Distributed data management architecture for Calvera
Architecture
At ORNL we have multiple sources of data stored in different isolated locations. One can call this storage a datalake (although data islands would probably be more appropriate). To be able to work with this data, we use a distributed data management approach based on Rucio. With this approach, we configure multiple Rucio Storage Elements (RSE), one for each storage. Depending on an RSE and compute resource location, relative to this RSE, we select the most efficient file transfer protocol to use. Let's consider various data sources, required functionality and protocol choice.
(1) SNS Analysis cluster
This is a main source of Neutron experimental data.
Functionality
- Ingest data to the datalake: no copy, we just add metadata to Rucio RSE about this data
- Export data from the datalake: copy, via a tool.
- Use this storage as Galaxy storage: later,we might reserve part of SNS storage and use it as a part of the datalake.
Supported protocols
- symlink: when /SNS and /HFIR are mounted on compute resource. Rucio will just create a symlink to a file
- some other protocol for remote data access. S3/Globus/scp-pam?
(2) Summit
Functionality
- Get data from the datalake: no copy for the case when data is already on Summit, copy data when it is in the other part of the lake.
- Ingest data to the datalake: no copy, we just add metadata to Rucio RSE about this data, tha data stays on Summit.
Supported protocols
- symlink: when data is on GPFS. Rucio will just create a symlink to a file
- S3 for remote data access (need to deploy MinIO and open a port)
(3) CADES
Functionality
- Get data from the datalake: no copy for the case when data is already on CADES (SNS/HFIR data is mounted there as well), copy data when it is in the other part of the lake (currently only Summit).
- Ingest data to the datalake: copy to the CEPH storage
Supported protocols
- symlink: when data is on CEPH or /SNS,/HFIR. Rucio will just create a symlink to a file
- S3 for remote data access (need to deploy S3 gateway for CEPH)

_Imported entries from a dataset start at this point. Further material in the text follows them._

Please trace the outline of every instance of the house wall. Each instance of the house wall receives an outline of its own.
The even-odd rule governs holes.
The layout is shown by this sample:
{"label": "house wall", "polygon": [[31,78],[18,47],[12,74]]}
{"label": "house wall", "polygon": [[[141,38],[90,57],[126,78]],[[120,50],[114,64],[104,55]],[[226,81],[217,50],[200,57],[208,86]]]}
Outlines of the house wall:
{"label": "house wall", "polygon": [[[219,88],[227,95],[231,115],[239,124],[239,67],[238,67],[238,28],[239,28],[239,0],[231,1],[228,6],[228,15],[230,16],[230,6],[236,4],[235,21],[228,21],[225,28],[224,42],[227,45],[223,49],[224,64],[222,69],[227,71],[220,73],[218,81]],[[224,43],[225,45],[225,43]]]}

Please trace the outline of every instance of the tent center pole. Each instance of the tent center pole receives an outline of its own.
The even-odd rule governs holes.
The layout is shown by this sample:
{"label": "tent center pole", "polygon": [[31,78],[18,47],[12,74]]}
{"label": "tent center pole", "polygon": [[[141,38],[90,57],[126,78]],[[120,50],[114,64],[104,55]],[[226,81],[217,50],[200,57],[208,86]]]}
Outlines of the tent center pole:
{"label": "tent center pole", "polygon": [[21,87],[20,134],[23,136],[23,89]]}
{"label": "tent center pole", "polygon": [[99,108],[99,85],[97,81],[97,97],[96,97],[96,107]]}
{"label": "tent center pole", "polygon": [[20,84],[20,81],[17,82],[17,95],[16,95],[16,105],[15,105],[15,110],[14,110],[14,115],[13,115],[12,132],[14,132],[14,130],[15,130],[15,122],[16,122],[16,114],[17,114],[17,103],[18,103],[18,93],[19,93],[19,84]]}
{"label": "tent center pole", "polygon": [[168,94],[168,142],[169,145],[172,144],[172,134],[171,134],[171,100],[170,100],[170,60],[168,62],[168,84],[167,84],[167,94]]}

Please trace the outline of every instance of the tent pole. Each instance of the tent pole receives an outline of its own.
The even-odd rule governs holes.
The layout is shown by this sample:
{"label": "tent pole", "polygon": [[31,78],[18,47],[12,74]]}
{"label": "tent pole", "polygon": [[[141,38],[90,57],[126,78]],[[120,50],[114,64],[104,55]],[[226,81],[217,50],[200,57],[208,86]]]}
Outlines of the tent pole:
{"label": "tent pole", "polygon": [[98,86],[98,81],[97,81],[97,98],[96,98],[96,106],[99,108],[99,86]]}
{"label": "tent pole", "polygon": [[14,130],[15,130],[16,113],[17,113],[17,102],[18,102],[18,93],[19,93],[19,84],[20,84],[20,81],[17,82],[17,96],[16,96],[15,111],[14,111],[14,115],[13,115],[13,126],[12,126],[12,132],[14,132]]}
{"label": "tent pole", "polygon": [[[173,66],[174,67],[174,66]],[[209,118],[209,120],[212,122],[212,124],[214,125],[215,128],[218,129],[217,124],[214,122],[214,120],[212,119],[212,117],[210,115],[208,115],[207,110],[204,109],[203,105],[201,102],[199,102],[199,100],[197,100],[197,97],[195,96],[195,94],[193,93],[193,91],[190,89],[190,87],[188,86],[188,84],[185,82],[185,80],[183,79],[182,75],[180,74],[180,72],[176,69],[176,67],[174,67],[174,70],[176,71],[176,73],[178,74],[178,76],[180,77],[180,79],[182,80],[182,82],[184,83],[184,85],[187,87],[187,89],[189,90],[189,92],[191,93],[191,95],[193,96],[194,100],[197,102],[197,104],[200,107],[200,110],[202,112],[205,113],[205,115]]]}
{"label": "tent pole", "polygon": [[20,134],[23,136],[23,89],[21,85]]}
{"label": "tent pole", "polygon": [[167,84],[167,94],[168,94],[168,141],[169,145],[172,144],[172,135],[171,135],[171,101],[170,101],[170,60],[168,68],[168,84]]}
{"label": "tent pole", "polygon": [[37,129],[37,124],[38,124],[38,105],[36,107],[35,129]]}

(4) Connection to other services
We still need to figure out what would be the use case. A universal solution (probably not the most efficient) is to use Bioblend to work with Galaxy data. If another system is using some storage solution, one can probably also configure an RSE for it.
Functionality
- Get data from the datalake: download data using bioblend, use RSE
- Ingest data to the datalake: upload data using bioblend, use RSE
Supported protocols
???
(5) Generating DOI
If a DOI service need to provide access to Galaxy data, one could use dataset, data collection and history URLs for that. But this will only work internally. A better solution would probably be a dedicated public data store and a Galaxy tool to create a DOI and push data to that store.
(6) Galaxy (web/api frontend)
since Galaxy services run on CADES, data management would be the same.
Risk assessment
Risk | Probability | Severness | Mitigation | Time to assess | Time to mitigate |
---|---|---|---|---|---|
Rucio is a wrong solution | Low | High | Switch to iRods | 2 months | 2 months |
iRods is a wrong solution | Low | High | Look for something else, worst case – keep using Galaxy and unmanaged data | 2 months | |
ORNL comes with system-wide data management solution | Low | Medium | Write an object store that uses this system | 2 months | |
We get no firewall opened from outside (CADES) to Marble | Medium | Medium | Invert data flow, push data from Summit instead of pulling from outside | we should start asking | 2 months |